Beberapa bulan lalu, mungkin tiga bulan lalu, seorang Rizal Malarangeng menuliskan sebuah “artikel” (baca : tulisan yang mirip artikel), satu halaman penuh, di salah satu harian ternama berskala nasional (Kompas). Judulnya, berselisih apitan tanda petik dengan judul tulisan ini; Surat untuk Semua.
Sebuah momen, selalu menyimpan sesuatu, yang bagi sebagian orang begitu berarti. Momen menyimpan sesuatu yang dianggap sakral, meskipun bagi sebagian lain menganggapnya profan. Kalender yang berlaku untuk sekarang ini, adalah yang bertahun 2008, oleh karena itu, 1 Januari mendatang, pasti menginjak 2009. Dan tahun itu, sebagai masa depan, selalu menyimpan banyak momen yang belum bias diketahui di masa sekarang. Sehingga kita, manusia, merencanakan sesuatu, juga menggantungkan harap akan datangnya momen yang ditunggu. Entah launching sebuah album, entah kelahiran jabang manusia yang dinanti semenjak 2008. Juga, sebuah Negara yang bernama Indonesia, berencana menggelar satu momen di tahun itu. Pemilihan anggota legislatif dan pemilihan presiden.
Saat kalender berangka 2008 hampir usang-sehingga menandakan akan datangnya 2009-seperti sekarang ini, saat periode waktu semakin menghampirkan kita pada momen tersebut-pemilu-, kita sekaligus telah merasakan “aroma” khasnya.
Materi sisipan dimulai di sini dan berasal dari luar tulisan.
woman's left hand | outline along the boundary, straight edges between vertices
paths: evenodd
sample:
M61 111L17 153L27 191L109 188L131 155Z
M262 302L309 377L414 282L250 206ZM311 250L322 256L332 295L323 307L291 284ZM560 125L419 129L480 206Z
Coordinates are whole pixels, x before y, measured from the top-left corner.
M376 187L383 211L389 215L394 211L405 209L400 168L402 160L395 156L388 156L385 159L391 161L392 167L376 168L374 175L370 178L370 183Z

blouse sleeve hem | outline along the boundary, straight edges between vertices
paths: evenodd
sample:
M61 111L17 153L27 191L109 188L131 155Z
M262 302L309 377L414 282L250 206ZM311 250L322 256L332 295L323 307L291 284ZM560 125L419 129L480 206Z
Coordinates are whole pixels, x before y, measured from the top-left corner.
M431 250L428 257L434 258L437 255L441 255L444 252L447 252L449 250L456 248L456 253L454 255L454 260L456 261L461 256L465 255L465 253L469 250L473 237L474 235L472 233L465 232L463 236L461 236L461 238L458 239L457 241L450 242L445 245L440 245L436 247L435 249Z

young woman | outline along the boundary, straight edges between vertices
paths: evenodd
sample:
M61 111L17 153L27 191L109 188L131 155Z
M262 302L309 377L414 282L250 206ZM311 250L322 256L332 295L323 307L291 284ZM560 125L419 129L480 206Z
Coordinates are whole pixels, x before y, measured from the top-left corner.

Rizal Malarangeng, barangkali salah seorang yang menganggap momen tersebut sakral, pada akhirnya merasa perlu untuk memperkenalkan dirinya, dengan menyajikan citra dirinya melalui sebuah iklan. Penyajian citra itu ditujukan untuk “merayakan” momen yang berskala Indonesia, yang harus bisa dilihat oleh orang-orang Indonesia, sehingga harus disampaikan melalui media berskala Indonesia pula. Dan Rizal tak salah, saat dia memilih televisi dan surat kabar berskala Indonesia, sebagai media penyampaian citranya.
Pencitraan Rizal, adalah pencitraan yang bertujuan politis. Sebuah citra yang dimaksudkan menghadirkan sosok Rizal, beserta visi, misi, dan berbagai hasil loncatan listrik antar neuron dalam otaknya. Tetapi bukankah citra, sebagaimana hasil foto, tak pernah bisa menggambarkan suasana yang dipotretnya? Seseorang yang melompat, bisa seolah-olah melayang, ketika kita melihatnya dalam sebuah hasil foto. Citra, apalagi yang bertujuan semacam citra Rizal, tentu saja akan mengedepankan hal-hal yang mendukung tercapainya tujuan tersebut.
Dalam citra semacam itu, selalu ada bagian-bagian yang dikedepankan, sehingga ada bagian lain yang tidak dikedepankan, bagian yang tidak disampaikan-untuk tidak mengatakannya sebagai bagian yang disembunyikan. Maka citra, sebagaimana hasil foto, tak bisa menghadirkan sesuatu secara utuh. Citra hanya menggambarkan sebagaian dari sesuatu yang dicitrakannya, dan tidak menutup kemungkinan, citra justru menghadirkan hal yang sama sekali lain dari sesuatu yang dicitrakannya. Citra bisa sama sekali tak merujuk pada realita yang dicitrakannya, sehingga lebih mirip dengan parodi. Dan hal ini perlu dicetak tebal dengan tinta berwarna merah.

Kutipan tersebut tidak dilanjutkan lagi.